Artwork for podcast Data Mesh Radio
#166 Capital One's Data Mesh Journey and How They Created a New Product Along This Journey - Interview w/ Salim Syed
Episode 16611th December 2022 • Data Mesh Radio • Data as a Product Podcast Network
00:00:00 01:02:22

Share Episode

Shownotes

Sign up for Data Mesh Understanding's free roundtable and introduction programs here: https://landing.datameshunderstanding.com/

Please Rate and Review us on your podcast app of choice!

If you want to be a guest or give feedback (suggestions for topics, comments, etc.), please see here

Episode list and links to all available episode transcripts here.

Provided as a free resource by Data Mesh Understanding / Scott Hirleman. Get in touch with Scott on LinkedIn if you want to chat data mesh.

Transcript for this episode (link) provided by Starburst. See their Data Mesh Summit recordings here and their great data mesh resource center here. You can download their Data Mesh for Dummies e-book (info gated) here.

Salim's LinkedIn: https://www.linkedin.com/in/salim-syed-11981521/

Capital One Software: https://www.capitalone.com/software/

Capital One Slingshot: https://www.capitalone.com/software/solutions/

Capital One blog post on their use of Snowflake for data mesh: https://www.capitalone.com/software/blog/operationalizing-data-mesh/

In this episode, Scott interviewed Salim Syed, VP of Engineering at Capital One Software.
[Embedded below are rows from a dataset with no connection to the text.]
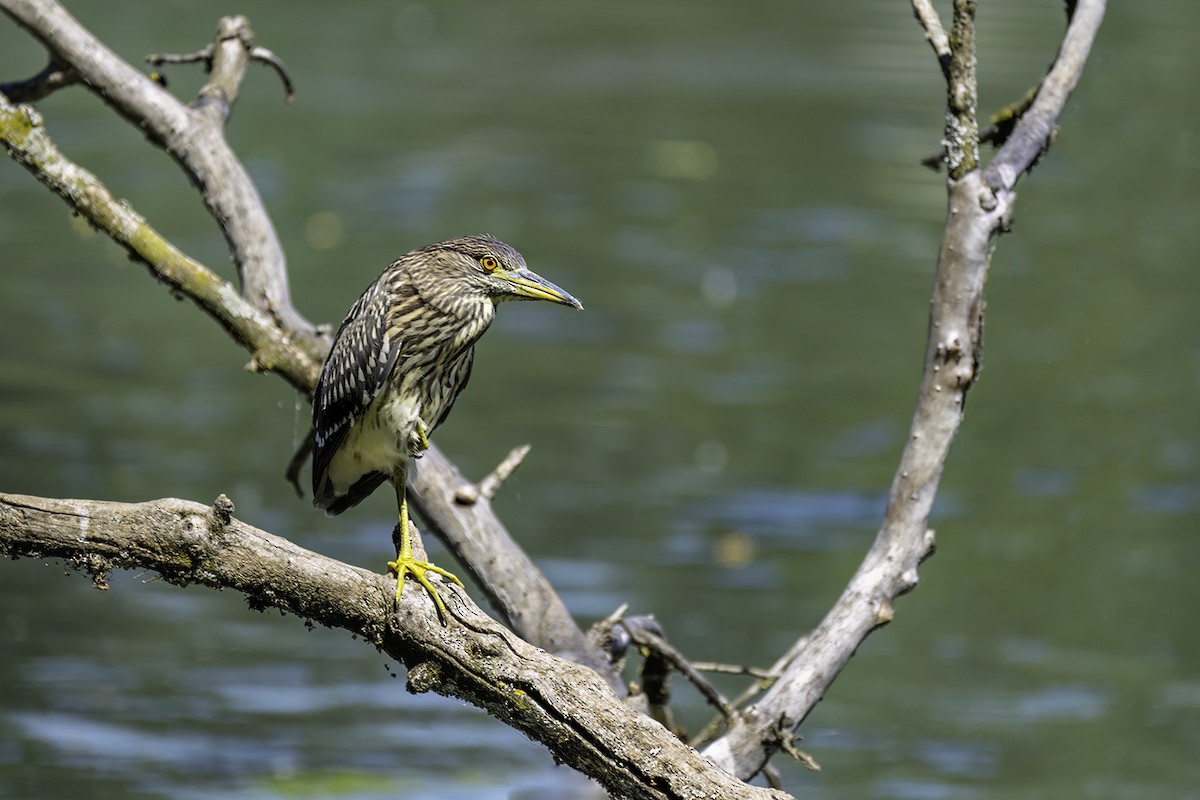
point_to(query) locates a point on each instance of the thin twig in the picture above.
(732, 669)
(53, 77)
(471, 493)
(935, 34)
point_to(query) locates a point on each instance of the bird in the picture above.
(399, 362)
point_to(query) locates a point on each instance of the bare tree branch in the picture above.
(193, 138)
(935, 34)
(979, 210)
(271, 348)
(565, 707)
(976, 216)
(53, 77)
(1036, 128)
(504, 571)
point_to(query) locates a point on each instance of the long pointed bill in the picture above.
(528, 284)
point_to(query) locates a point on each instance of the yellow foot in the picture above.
(402, 566)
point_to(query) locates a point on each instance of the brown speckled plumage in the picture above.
(402, 356)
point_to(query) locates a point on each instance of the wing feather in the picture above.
(357, 370)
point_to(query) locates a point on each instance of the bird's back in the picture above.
(397, 362)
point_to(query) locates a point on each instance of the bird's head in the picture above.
(477, 268)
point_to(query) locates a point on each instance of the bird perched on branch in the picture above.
(399, 361)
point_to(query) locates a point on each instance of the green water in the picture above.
(735, 194)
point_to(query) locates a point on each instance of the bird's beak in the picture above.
(528, 284)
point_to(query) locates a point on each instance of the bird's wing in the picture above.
(355, 371)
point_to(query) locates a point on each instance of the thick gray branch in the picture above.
(473, 531)
(558, 703)
(976, 216)
(193, 137)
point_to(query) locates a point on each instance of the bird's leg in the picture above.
(406, 564)
(419, 439)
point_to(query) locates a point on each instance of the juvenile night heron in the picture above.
(400, 359)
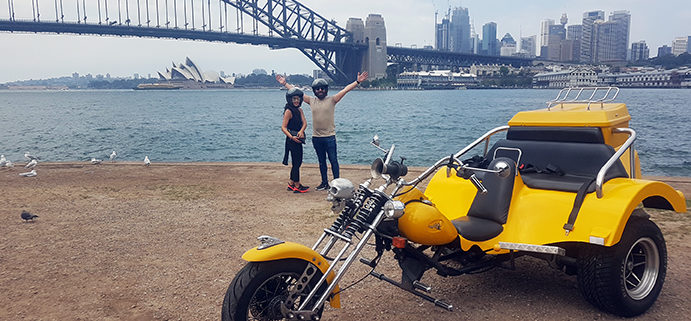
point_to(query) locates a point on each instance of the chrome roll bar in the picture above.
(610, 93)
(628, 144)
(445, 160)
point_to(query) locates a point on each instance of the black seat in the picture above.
(576, 163)
(489, 212)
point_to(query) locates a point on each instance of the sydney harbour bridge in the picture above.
(339, 52)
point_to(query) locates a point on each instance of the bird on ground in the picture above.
(26, 216)
(32, 173)
(32, 164)
(27, 155)
(7, 164)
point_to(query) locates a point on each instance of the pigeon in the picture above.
(27, 155)
(31, 164)
(32, 173)
(26, 216)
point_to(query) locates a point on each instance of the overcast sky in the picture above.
(409, 22)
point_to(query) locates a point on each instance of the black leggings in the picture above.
(295, 151)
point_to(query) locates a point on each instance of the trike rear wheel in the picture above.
(627, 278)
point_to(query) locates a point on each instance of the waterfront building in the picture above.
(587, 38)
(528, 46)
(639, 51)
(489, 39)
(673, 78)
(190, 76)
(482, 71)
(581, 77)
(435, 79)
(681, 45)
(665, 50)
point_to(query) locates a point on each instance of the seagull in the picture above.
(31, 164)
(32, 173)
(29, 156)
(26, 216)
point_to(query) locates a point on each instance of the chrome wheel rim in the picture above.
(267, 299)
(641, 267)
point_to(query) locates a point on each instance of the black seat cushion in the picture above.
(565, 183)
(477, 229)
(557, 134)
(490, 211)
(578, 162)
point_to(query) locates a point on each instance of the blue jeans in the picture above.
(326, 146)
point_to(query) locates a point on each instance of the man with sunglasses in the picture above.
(323, 123)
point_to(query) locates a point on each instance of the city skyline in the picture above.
(408, 22)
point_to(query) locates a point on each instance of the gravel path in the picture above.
(126, 242)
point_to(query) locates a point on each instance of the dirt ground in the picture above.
(127, 242)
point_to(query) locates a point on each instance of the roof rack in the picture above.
(581, 96)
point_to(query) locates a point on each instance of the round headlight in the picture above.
(394, 209)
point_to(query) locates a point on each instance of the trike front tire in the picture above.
(246, 297)
(627, 278)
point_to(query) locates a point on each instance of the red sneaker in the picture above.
(301, 189)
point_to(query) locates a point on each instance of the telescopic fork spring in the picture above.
(366, 214)
(346, 215)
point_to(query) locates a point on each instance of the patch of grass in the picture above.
(185, 192)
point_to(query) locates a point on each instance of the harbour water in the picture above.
(244, 125)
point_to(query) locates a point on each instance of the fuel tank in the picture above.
(423, 223)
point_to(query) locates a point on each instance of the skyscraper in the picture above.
(681, 45)
(664, 51)
(587, 38)
(489, 39)
(460, 31)
(544, 31)
(575, 33)
(639, 51)
(528, 45)
(622, 26)
(442, 34)
(508, 45)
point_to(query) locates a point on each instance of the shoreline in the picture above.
(681, 183)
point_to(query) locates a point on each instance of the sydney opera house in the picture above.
(189, 76)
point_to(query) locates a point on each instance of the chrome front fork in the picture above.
(327, 241)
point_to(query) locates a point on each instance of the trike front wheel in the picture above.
(260, 289)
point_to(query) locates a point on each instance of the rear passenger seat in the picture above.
(557, 158)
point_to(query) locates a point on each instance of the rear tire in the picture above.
(627, 278)
(260, 288)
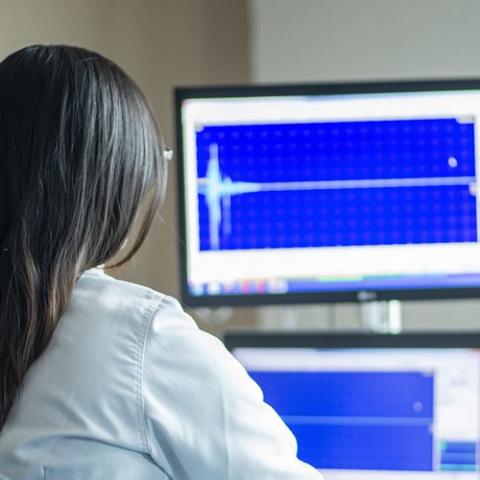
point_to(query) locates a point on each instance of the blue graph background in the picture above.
(360, 150)
(356, 420)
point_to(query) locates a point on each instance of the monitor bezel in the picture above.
(329, 296)
(352, 340)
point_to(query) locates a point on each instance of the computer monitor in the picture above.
(329, 192)
(374, 407)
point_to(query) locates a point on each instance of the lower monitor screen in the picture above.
(375, 414)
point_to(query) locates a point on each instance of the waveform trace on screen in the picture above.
(219, 188)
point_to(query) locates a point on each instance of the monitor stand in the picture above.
(382, 317)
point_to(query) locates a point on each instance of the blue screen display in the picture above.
(357, 420)
(349, 183)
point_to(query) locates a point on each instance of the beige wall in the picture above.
(160, 43)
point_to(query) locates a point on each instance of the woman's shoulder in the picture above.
(111, 297)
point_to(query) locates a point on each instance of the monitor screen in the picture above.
(376, 414)
(294, 193)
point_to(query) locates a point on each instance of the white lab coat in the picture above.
(130, 388)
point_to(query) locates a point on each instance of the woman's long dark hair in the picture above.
(80, 157)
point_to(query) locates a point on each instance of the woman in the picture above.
(99, 378)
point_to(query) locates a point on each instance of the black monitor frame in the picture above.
(321, 340)
(185, 93)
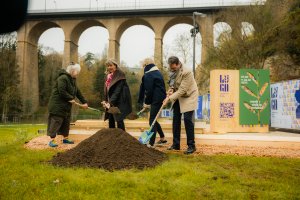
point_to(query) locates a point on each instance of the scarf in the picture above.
(172, 76)
(108, 80)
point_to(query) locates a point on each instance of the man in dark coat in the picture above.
(63, 95)
(152, 94)
(117, 94)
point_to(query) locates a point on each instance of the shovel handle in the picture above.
(80, 105)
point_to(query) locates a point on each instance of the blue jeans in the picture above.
(188, 123)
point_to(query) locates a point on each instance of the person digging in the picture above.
(60, 103)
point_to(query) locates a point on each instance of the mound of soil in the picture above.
(110, 149)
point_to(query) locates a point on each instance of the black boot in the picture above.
(190, 150)
(174, 147)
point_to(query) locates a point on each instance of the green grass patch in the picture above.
(25, 174)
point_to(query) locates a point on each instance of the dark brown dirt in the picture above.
(110, 149)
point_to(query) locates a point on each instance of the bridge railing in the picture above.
(38, 6)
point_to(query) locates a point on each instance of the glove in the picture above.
(170, 92)
(105, 105)
(146, 106)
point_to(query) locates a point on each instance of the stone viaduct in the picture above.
(116, 22)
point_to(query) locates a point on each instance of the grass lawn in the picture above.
(25, 174)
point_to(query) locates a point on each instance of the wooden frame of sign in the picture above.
(224, 91)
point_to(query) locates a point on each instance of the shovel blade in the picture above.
(132, 116)
(114, 110)
(145, 137)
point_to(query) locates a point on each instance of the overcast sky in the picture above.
(136, 43)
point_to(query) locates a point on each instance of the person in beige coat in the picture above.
(183, 93)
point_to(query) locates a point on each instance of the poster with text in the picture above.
(254, 96)
(285, 104)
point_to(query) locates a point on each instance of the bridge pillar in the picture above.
(114, 49)
(27, 59)
(70, 52)
(158, 52)
(207, 34)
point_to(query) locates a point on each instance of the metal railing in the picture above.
(38, 6)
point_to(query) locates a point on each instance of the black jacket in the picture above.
(118, 94)
(152, 88)
(64, 90)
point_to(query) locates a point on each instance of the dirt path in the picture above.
(41, 142)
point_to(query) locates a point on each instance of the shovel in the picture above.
(146, 135)
(111, 109)
(133, 116)
(94, 109)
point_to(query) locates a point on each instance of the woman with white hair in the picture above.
(60, 103)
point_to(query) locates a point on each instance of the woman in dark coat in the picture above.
(116, 93)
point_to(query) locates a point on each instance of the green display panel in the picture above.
(254, 96)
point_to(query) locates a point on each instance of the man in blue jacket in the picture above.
(152, 94)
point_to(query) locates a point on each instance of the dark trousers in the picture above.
(58, 125)
(188, 123)
(112, 124)
(156, 128)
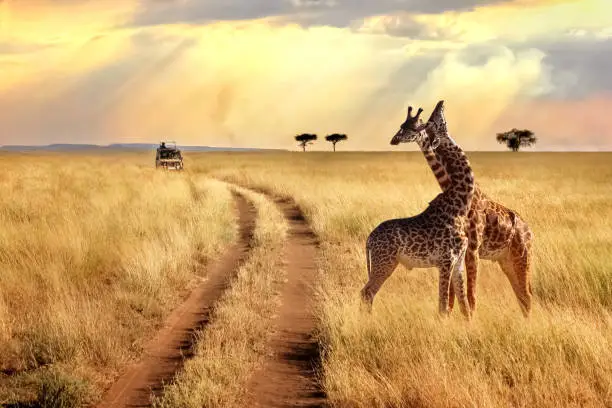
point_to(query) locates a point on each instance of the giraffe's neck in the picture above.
(453, 172)
(434, 162)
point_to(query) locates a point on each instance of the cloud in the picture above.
(336, 13)
(259, 82)
(580, 124)
(579, 68)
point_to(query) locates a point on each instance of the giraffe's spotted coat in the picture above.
(436, 237)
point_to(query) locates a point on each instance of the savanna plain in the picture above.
(96, 249)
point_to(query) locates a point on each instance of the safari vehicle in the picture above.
(168, 156)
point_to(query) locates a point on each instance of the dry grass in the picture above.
(94, 253)
(229, 349)
(77, 269)
(402, 355)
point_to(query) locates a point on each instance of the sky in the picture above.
(254, 73)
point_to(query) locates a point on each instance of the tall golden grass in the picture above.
(95, 251)
(402, 354)
(90, 261)
(233, 346)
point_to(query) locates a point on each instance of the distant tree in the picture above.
(335, 138)
(515, 139)
(305, 139)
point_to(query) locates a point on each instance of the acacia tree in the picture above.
(335, 138)
(515, 139)
(305, 139)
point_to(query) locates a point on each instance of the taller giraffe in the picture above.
(494, 232)
(436, 237)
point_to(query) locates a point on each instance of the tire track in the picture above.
(288, 378)
(164, 354)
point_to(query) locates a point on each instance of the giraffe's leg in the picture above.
(517, 266)
(381, 267)
(457, 277)
(451, 298)
(471, 266)
(446, 269)
(472, 258)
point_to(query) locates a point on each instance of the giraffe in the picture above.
(494, 232)
(435, 237)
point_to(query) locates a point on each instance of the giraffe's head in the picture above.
(411, 130)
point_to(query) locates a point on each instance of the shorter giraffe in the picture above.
(495, 232)
(436, 237)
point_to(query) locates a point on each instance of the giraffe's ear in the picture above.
(437, 113)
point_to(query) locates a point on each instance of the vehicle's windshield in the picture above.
(169, 154)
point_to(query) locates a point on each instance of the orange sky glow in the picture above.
(253, 73)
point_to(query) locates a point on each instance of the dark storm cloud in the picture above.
(338, 13)
(579, 67)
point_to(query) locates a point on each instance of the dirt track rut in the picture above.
(165, 353)
(288, 377)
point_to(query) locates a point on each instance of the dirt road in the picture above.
(165, 353)
(288, 377)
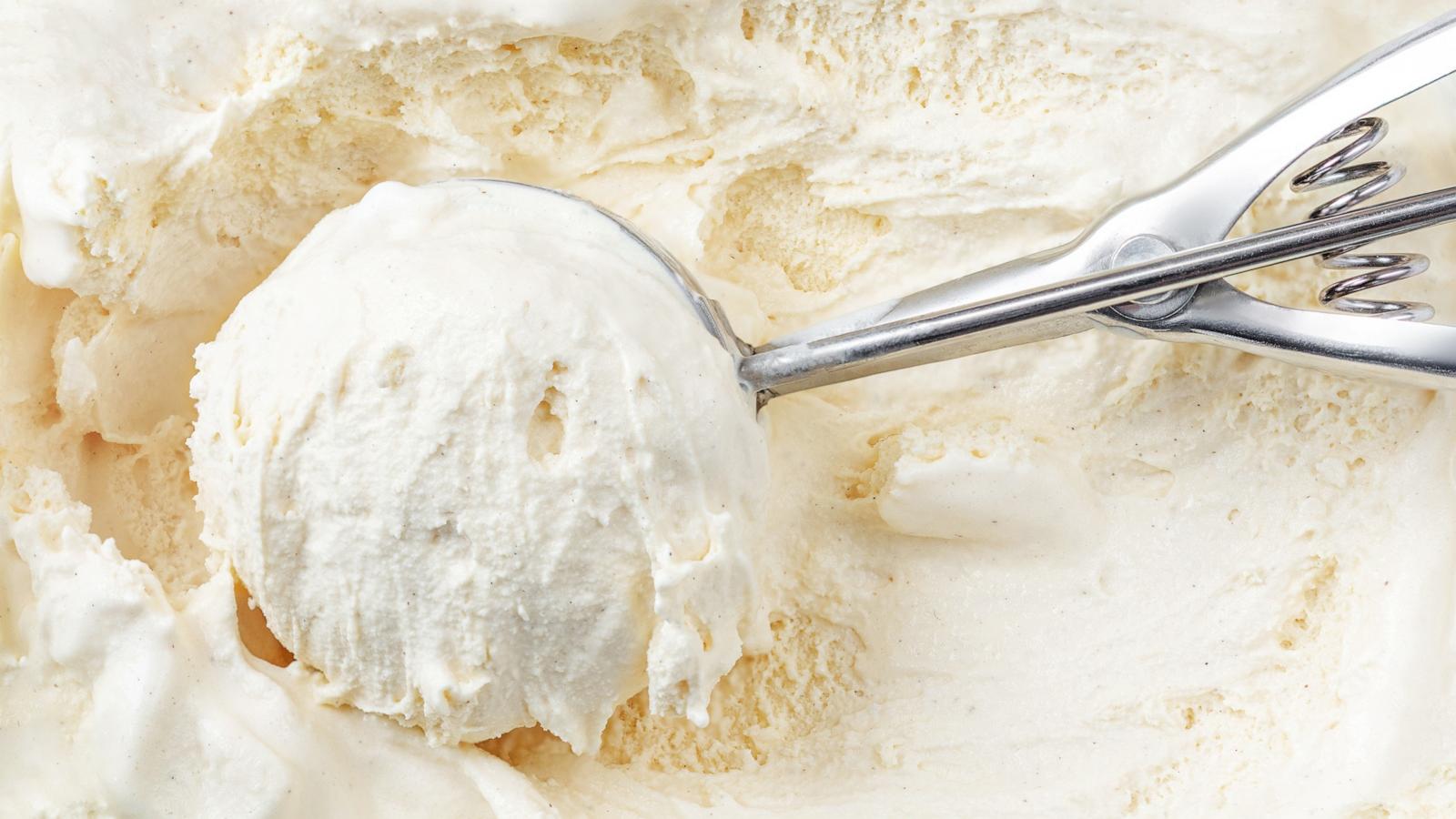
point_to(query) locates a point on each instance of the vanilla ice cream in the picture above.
(478, 460)
(1089, 577)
Some key takeaways/thoughts from Salim's point of view:

  1. !Contrarian!: "Data mesh works with central policy, central tooling, but federated ownership." Work to federate your infrastructure ownership, not just data ownership.
  2. No matter what size of domain or LoB, look to have the same responsibilities owned by each domain. They may fall under different people but the role they serve should look the same across the domains.
  3. Get your roles and responsibilities established first, then look to start tackling other challenges.
  4. Do your best to hide the data engineering complexity from your self-serve platform users. Help them do their job, not learn data engineering. Focus on creating a great experience for them in their workflows.
  5. Think about data risk from an opportunity standpoint: if you have strong risk controls, you can feel more comfortable giving more people wider access - you know what is allowed so you can potentially give them access to more data than if you didn't have tight controls.
  6. Doing federated anything right isn't about just giving people the tools/patterns/policies, you should focus on a usability layer. Should every team have to integrate and manage their data tools or should they be able to focus on doing what matters? What is their experience?
  7. Design your data platform to your personas - who's getting something done and how do they do their work? Also, always ensure your infrastructure and your governance are in sync. No one likes to manually update the data catalog or even worse when it drifts.
  8. Discoverable data doesn't have to mean everyone can access everything by default or that access is automatically granted. If people can find data and understand what the data is about plus then easily request access, that is enough. Also make granting access as painless and low risk as possible.
  9. Look at users' most common actions that cause major friction and focus on tackling those, whether they 'feel like part of a data platform' or not. For Capital One a few were reviewing/monitoring risk and supporting manual updates of production data.
  10. Cost controls are a crucial but often overlooked or ignored aspect of your governance - it's VERY easy to overspend in the cloud :)
  11. !Commercial Offering!: Capital One launched Capital One Software and its first product, Slingshot, after seeing how difficult it was to properly manage costs around data mesh, especially given the separation of storage and compute with Snowflake. Lines of business don't typically have cloud cost managers so they wanted to automate the controls and cost tracking/management/forecasting as much as possible.
  12. Don't make people in the business learn exactly how to tune to prevent or rectify cost inefficiencies. Again, back to experience, give them knobs and the right questions to assess their needs so they don't have to be an expert.
  13. Cloud bill surprises are so common, it's a meme. Build out tooling to help people forecast their cost and then track and alert against it. Slingshot helps Capital One teams forecast and control data costs. Don't wait until the end of the month to let someone know they went 50% over budget.
  14. ?Contrarian?: Your central team will likely be reluctant to give up some authority, especially in deciding how infrastructure is deployed. Look to retrain central teams to build self-service capabilities that create the guardrails to give them comfort but still federate infrastructure ownership to the lines of business.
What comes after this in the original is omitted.